Mayor Andre Dickens, who attended Mays High School as a youngster, said during a Sunday news conference he’d spoken to the mothers of both of the teens shot at the gathering.
“We are always heartbroken when anyone loses their life in our city but especially when it’s a young person the day after school lets out,” he said. “So we’re calling on parents, calling on young people and we’re calling on the community to continue to wrap their arms around our youth today.”
Funeral arrangements are pending.
“She was the most popular kid,” Huntley said. “She was a super smart, beautiful, charismatic girl. The life of the party. We will make sure her legacy will live on.”
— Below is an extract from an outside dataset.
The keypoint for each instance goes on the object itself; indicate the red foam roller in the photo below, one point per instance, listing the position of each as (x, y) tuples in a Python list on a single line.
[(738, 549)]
Bre’Asia was able to speak after the shooting and unlocked her cell phone so her friends could summon help, Huntley said.
“Call my mom. I’ve been shot,” she said, Huntley was told. “Her friends attempted to apply pressure to her wounds. She said, ‘I’m good. I’m a fighter.’”
Bre’Asia’s mother dialed 911 but was initially disconnected, Huntley said.
“She said, ‘They could have saved my baby,’” she said.
The teen was to start working for the city of Atlanta Tuesday in its summer youth employment program.
“This young lady was full of life,” Dickens said.
Atlanta Public Schools Superintendent Lisa Herring said a crisis team would be on campus Tuesday. Atlanta police Homicide Commander Lt. Andrew Smith said the Crime Stoppers reward for information in the fatal shooting is $10,000.
“It’s just a complete jolt to our community that she’s gone so soon,” Huntley said. “How do you come back from this?”